Snakemake is an open-source project created by Johannes Köster (University of Duisburg-Essen) in 2012. While this tutorial focuses on CMS-specific use cases, the official documentation is comprehensive and covers thousands of features.

  • Documentation: https://snakemake.github.io
  • Citation: If you use Snakemake in your analysis, proper citation is expected in our field:

Köster, Johannes and Rahmann, Sven. “Snakemake—a scalable bioinformatics workflow engine”. Bioinformatics, 2012.


The Essentials


To run a workflow, you need two things:

  1. The Snakefile: A file named Snakefile (capital S, no extension) where you define your rules. It uses a Python-based syntax, so you can write standard Python code inside it alongside your rules.
  2. The Execution Command: You run the workflow from the terminal by invoking snakemake.

The basic command structure is:

BASH

snakemake --cores <N> <target_file>
  • --cores <N>: Tells Snakemake how many CPU cores to use. (e.g., --cores 1 for sequential execution, --cores 4 for parallel).
  • <target_file>: The file you want to generate. Snakemake will figure out the steps to get there.
  • If you dont specify a snakefile, Snakemake will look for a file named Snakefile in the current directory. You can specify a different file with -s <filename>.

The Anatomy of a Rule


The building block of Snakemake is the rule. Think of it as a recipe. To make a dish, you need ingredients (inputs), a kitchen (the environment), and a set of instructions (the shell command).

PYTHON

rule skim_data:
    input:
        "raw_data.txt"
    output:
        "skimmed_data.txt"
    shell:
        "grep 'Signal' {input} > {output}"

Important Properties:

  • Rule Name: Must be unique.
  • Input/Output: These are strings (or lists of strings). Snakemake uses these to “connect the dots” between rules.
  • Shell: The bash command to execute. Notice the {input} and {output} placeholders—Snakemake automatically fills these in with the paths you defined above.

Understanding the Syntax

A Snakefile is essentially a Python script with some extra keywords added. This is powerful because it means you can use Python variables, functions, and libraries directly in your workflow definition.

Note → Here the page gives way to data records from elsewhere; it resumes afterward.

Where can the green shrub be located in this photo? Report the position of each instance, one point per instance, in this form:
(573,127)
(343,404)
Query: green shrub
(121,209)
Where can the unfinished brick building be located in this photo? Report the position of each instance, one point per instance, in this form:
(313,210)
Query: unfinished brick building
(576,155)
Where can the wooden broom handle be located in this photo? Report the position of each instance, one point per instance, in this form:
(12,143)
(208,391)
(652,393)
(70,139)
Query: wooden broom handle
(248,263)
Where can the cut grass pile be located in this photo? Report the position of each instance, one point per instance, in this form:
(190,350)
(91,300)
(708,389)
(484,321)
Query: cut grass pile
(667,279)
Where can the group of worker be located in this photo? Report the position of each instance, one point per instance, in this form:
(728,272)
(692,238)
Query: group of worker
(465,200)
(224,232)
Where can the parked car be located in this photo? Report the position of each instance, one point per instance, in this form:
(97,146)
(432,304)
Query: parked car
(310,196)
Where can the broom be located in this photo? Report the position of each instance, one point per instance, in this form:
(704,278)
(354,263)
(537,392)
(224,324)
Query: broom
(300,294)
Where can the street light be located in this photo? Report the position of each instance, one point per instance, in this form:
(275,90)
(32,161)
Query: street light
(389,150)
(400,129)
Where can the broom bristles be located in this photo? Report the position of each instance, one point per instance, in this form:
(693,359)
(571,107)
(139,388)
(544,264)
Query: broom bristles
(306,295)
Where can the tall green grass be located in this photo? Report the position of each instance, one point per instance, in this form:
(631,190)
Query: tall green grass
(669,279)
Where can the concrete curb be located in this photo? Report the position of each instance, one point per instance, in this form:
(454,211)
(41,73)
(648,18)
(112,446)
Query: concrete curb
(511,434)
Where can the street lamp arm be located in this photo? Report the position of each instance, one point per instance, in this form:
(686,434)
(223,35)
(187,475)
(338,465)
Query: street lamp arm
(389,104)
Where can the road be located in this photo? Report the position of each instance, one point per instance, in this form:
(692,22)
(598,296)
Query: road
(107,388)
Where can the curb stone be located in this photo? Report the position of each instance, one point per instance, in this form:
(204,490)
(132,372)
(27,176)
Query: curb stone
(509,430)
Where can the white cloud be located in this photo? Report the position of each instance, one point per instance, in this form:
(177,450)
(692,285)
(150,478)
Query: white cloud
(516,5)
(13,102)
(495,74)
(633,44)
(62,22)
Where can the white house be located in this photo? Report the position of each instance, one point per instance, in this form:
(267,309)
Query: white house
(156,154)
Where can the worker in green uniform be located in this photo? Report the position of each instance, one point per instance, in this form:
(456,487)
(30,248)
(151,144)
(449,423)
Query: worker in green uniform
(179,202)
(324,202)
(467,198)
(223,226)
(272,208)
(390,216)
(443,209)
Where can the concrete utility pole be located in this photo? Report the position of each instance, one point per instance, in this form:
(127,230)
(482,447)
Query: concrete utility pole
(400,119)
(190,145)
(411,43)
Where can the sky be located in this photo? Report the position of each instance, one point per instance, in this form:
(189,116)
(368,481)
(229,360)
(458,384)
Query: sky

  • Indentation matters: Just like in Python, Snakemake uses indentation (usually 4 spaces) to group code blocks. The input, output, and shell directives must be indented relative to the rule.
  • Strings: File paths and commands are strings, so they must be enclosed in quotes ("..." or '...').
  • Comments: Use # for comments, just like in Python/Bash.
  • Lists: If a rule has multiple inputs or outputs, you can list them with commas:

PYTHON

    input:
        "file1.txt",
        "file2.txt"

Running the Rule


  1. Create dummy data:

BASH

echo -e "Background\nSignal\nBackground\nSignal" > raw_data.txt
  1. Create a Snakefile with the content shown above.

  2. Run Snakemake. We must tell it what file we want to generate:

BASH

pixi run snakemake --cores 1 skimmed_data.txt
# if you run snakemake from a conda environment or pip, use:
# snakemake --cores 1 skimmed_data.txt

If successful, you will see Finished jobid: 0.

OUTPUT

Assuming unrestricted shared filesystem usage.
host: gluon
Building DAG of jobs...
Using shell: /usr/bin/bash
Provided cores: 1 (use --cores to define parallelism)
Rules claiming more threads will be scaled down.
Job stats:
job          count
---------  -------
skim_data        1
total            1

Select jobs to execute...
Execute 1 jobs...

[Sun Feb  8 12:05:08 2026]
localrule skim_data:
    input: raw_data.txt
    output: skimmed_data.txt
    jobid: 0
    reason: Missing output files: skimmed_data.txt
    resources: tmpdir=/tmp
[Sun Feb  8 12:05:08 2026]
Finished jobid: 0 (Rule: skim_data)
1 of 1 steps (100%) done

If snakemake was not installed using pixi but with a conda environment or pip, you should remove the pixi run part and just run:

BASH

snakemake --cores 1 counts.txt

This will be the case for most users following this tutorial outside of the pixi environment.

Challenge

Syntax Error Hunt

Intentionally break your indentation (remove a space before input:). Run the command again.

What error does Snakemake give you?

This IndentationError is the most common error you will encounter.

Key Points
  • A Snakefile defines the workflow.
  • A rule contains input, output, and a shell command.
  • You execute the workflow by asking for the output file, not the rule name.